「罪の本質を悟れ」創世記3:1-13

 私たちは自分の周りに垣根を巡らして、自分の王国を作ろうとします。身近なところから、世界に至るまで不和や分裂、憎しみや復讐という悲しみに溢れているのはその垣根をめぐる争い、誰が一番偉いのかという問題です。最初の人アダムとエバは、園の中央の木から食べてはならないという神の戒めを与えられていました。それはしるしです。人としての分をわきまえ、神に従うしるしです。そこには自ら喜んで従う、「私よりもあなた」という麗しい愛の世界であったのです。

 しかし、蛇が彼らを誘惑します。神は本当に言われたのですか。神の言うことはウソです。それを食べれば神のようになる。3段階にたたみ掛けるのです。神のようになるとはどのようなことでしょう。それは、すべてのことを、どんな制約もなく思い通りにするということです。難しいことをしろと命じられたわけではありません。どの木からでも思いのままに食べてよいが、園の中央の木からだけは食べるなというごく簡単な戒めでした。

 しかし、彼らはそれを食べてしまうのです。食べた瞬間、彼らはいちじくの葉で自分を隠し、互いの間に隔ての垣根を作り始めます。罪の本質は「思い通り」です。それを通そうとするとき、「あなたより私」を主張し始めるとき、それこそが罪の本質なのです。どんなところにもその原理が流れています。

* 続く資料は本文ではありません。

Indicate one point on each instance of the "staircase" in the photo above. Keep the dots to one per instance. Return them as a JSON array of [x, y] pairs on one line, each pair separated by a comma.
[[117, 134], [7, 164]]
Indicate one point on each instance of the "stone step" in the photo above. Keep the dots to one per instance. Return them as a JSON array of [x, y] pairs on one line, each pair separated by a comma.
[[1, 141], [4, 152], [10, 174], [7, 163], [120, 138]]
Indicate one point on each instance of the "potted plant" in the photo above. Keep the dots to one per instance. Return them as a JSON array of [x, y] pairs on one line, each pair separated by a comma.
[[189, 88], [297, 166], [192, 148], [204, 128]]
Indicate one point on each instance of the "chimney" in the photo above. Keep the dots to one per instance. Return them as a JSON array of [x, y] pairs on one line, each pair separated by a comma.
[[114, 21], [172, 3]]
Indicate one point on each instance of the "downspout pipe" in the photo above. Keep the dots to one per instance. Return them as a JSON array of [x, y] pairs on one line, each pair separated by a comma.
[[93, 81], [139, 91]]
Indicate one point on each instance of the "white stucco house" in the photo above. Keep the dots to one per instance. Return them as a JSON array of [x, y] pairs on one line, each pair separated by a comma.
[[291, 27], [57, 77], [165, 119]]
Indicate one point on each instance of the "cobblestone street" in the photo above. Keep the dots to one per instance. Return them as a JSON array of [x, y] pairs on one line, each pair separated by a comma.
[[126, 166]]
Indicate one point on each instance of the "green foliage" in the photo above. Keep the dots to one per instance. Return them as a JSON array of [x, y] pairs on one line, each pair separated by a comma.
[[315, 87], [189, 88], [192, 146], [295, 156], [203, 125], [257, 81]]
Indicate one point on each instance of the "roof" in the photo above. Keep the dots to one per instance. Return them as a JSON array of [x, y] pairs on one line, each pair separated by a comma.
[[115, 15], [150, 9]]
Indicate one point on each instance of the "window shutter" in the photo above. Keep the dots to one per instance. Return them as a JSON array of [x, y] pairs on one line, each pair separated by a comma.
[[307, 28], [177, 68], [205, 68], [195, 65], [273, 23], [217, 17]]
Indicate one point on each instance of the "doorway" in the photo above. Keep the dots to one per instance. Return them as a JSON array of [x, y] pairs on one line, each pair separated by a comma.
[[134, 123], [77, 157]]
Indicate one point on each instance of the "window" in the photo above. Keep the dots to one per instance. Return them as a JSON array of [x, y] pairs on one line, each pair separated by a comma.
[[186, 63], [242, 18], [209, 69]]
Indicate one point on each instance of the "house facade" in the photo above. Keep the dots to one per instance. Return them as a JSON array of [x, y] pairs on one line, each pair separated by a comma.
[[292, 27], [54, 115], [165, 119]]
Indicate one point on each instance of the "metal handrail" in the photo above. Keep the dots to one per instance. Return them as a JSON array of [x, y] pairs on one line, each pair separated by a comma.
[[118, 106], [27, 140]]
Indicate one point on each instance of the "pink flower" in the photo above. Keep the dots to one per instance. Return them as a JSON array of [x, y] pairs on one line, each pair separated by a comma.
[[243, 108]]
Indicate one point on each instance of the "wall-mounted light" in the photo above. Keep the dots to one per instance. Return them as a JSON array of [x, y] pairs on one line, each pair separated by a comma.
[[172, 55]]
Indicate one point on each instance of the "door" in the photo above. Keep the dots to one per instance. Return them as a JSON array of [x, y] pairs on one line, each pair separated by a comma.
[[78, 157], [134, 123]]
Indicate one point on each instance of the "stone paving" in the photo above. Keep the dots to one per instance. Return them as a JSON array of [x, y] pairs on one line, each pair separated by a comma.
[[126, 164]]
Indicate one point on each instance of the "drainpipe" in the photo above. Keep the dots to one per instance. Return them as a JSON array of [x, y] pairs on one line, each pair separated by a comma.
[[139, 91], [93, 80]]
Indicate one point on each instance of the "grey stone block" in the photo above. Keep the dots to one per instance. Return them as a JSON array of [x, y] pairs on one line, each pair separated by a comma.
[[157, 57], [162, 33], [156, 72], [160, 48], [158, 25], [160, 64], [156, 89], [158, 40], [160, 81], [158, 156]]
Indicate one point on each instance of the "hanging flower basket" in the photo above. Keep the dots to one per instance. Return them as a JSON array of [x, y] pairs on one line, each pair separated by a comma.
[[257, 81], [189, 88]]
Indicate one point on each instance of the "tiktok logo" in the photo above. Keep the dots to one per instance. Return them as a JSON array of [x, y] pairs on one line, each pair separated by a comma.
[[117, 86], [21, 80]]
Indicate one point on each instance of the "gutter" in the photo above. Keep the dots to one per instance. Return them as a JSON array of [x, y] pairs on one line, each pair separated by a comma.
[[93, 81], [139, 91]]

 それを断ち切る唯一の救いがキリストの十字架です。「キリストこそ私たちの平和であり、二つのものを一つにし、隔ての壁を打ちこわし・・・二つのものをご自身において新しいひとりの人に造り上げて、平和を実現する。」蛇の誘惑は巧妙です。複雑に見えても実は単純な心の思いです。御霊に照らされてそれを悟り、そしてキリストに救いと愛に生きる力をいただこうではありませんか。